What about children? Everyone knows that infants spend most of their time sleeping, and that sleep shortens with age. This is logical: early childhood is a privileged period during which our learning algorithms have a heavier workload. In fact, experimental data show that, for the same length of time, a child’s sleep is two to three times more effective than that of an adult. After intensive learning, ten-year-old children dive much faster into deep sleep than adults. Their slow waves are more intense, and the result is clear: when they study a sequence, sink into sleep, and wake up the next day refreshed and rested, they discover more regularities than adults.27

Nocturnal consolidation is already at work during the first few months of life. Infants under one year of age rely on it, for example, when they learn a novel word. Babies who take a short nap, only an hour and a half long, retain much better the words that they learned within the few hours before falling asleep.28 Above all, they generalize them better: the first time babies hear the word “horse,” they associate it only with one or two specific instances of horses, but after having slept, their brains manage to associate this word with new specimens that they have never seen before. Like Kekule in the crib, these budding scientists make discoveries during their sleep and wake up with a much better theory of the word horse.

What about school-age children? Research is equally clear: in preschool, even a brief afternoon nap strengthens the memory of what the children learned in the morning.29 For maximum benefit, sleep should occur within hours of learning. This benefit, however, exists only in children who regularly take naps. Since the brain naturally regulates its need for sleep according to the stimulation of the day, it does not seem useful to force children to nap, but we should encourage napping for those who feel the need.

Unfortunately, with TV, smartphones, and internet galore, children’s sleep, like that of adults, is now threatened on all fronts. What are the consequences? Can chronic sleep deprivation go so far as to cause specific learning disabilities, which are apparently on the rise? This is still only a hypothesis, but there are some suggestive hints.30 For instance, a subset of hyperactive children with attention disorders may simply be suffering from a chronic lack of sleep. Some experience sleep apneas that prevent them from falling into deep sleep—and simply clearing out the airways suffices to eliminate not only their chronic sleep deficit, but also their attention impairment. Recent experiments even suggest that electrical stimulation of the brain, by increasing the depth of slow sleep waves, may mitigate the learning deficit in hyperactive children.
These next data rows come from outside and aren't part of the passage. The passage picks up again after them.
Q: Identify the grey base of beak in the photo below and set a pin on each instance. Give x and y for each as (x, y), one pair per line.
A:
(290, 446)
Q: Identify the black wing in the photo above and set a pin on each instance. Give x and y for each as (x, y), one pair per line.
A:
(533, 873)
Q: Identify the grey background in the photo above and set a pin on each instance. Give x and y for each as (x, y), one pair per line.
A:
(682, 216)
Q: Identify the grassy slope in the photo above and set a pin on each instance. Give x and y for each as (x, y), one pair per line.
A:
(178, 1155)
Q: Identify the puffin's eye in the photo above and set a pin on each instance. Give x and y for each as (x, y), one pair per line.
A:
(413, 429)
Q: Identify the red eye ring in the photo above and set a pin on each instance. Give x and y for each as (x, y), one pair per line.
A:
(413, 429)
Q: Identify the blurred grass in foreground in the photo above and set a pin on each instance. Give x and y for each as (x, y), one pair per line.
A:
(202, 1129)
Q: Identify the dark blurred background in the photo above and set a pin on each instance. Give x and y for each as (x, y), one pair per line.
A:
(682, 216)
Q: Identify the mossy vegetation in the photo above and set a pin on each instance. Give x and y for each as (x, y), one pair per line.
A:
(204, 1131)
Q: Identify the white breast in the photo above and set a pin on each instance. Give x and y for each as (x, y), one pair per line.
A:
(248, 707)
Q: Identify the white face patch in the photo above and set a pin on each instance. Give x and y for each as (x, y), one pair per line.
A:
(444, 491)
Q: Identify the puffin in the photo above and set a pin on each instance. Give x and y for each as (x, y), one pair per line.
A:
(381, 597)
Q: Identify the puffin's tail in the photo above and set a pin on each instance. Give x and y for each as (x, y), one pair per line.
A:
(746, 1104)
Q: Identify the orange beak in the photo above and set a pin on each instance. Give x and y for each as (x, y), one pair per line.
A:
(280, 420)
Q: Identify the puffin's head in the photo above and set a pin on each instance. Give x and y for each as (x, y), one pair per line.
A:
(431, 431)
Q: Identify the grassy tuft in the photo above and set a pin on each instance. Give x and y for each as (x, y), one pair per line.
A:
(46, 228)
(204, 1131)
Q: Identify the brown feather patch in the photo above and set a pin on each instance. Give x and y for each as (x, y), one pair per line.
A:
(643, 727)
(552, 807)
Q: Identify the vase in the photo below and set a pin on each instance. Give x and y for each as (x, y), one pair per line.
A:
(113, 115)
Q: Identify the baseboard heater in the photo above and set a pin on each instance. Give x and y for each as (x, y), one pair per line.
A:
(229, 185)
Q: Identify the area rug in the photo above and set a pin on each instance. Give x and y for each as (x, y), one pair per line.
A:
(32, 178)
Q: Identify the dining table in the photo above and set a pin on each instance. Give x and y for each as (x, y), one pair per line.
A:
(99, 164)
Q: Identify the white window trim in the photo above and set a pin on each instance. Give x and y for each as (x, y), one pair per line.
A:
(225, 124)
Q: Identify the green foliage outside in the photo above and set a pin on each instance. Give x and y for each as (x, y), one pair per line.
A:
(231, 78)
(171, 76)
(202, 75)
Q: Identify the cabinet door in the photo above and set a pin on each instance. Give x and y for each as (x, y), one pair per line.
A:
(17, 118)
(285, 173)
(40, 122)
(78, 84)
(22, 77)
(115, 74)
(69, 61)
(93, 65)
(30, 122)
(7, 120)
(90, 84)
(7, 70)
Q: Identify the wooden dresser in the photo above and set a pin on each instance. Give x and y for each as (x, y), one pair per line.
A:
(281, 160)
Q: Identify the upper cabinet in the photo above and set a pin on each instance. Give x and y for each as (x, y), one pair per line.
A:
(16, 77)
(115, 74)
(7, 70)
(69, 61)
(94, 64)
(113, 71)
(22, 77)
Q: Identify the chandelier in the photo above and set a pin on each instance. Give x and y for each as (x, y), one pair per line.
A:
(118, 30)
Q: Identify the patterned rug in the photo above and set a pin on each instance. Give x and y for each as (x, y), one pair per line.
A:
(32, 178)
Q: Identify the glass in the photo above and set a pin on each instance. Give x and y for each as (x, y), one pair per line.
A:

Let me be clear: these recent data still need to be replicated, and I am in no way denying the existence of genuine attention disorders (in children for whom attention training, or sometimes the drug Ritalin, can have very positive effects). From an educational perspective, however, there is little doubt that improving the length and quality of sleep can be an effective intervention for all children, especially those with learning difficulties.

This idea has been tested in teenagers. Around puberty, chronobiology shows that the sleep cycle shifts: adolescents do not feel the need to go to bed early, but, as everyone may have experienced, they have the greatest difficulty getting up. It is not that they are unwilling so much as a simple consequence of the massive turmoil in the neural and hormonal networks that control their sleep/wake cycle. Unfortunately, no one seems to have informed school principals, who continue to require students to be present early in the morning. What would be so bad about changing this arbitrary convention? The experiment has been done, with promising results: once the start of school is delayed by half an hour to an hour, teenagers get more sleep, school attendance increases, attention in class improves, and grades shoot up.31 And the list of positive effects could go on: the American Academy of Pediatrics strongly recommends delaying school start times as an efficient countermeasure to teenage obesity, depression, and accidents (e.g., drowsy driving). That children’s general physical and mental well-being can be so easily improved, at strictly no cost, provides a magnificent example of adapting the educational system to the constraints of brain biology.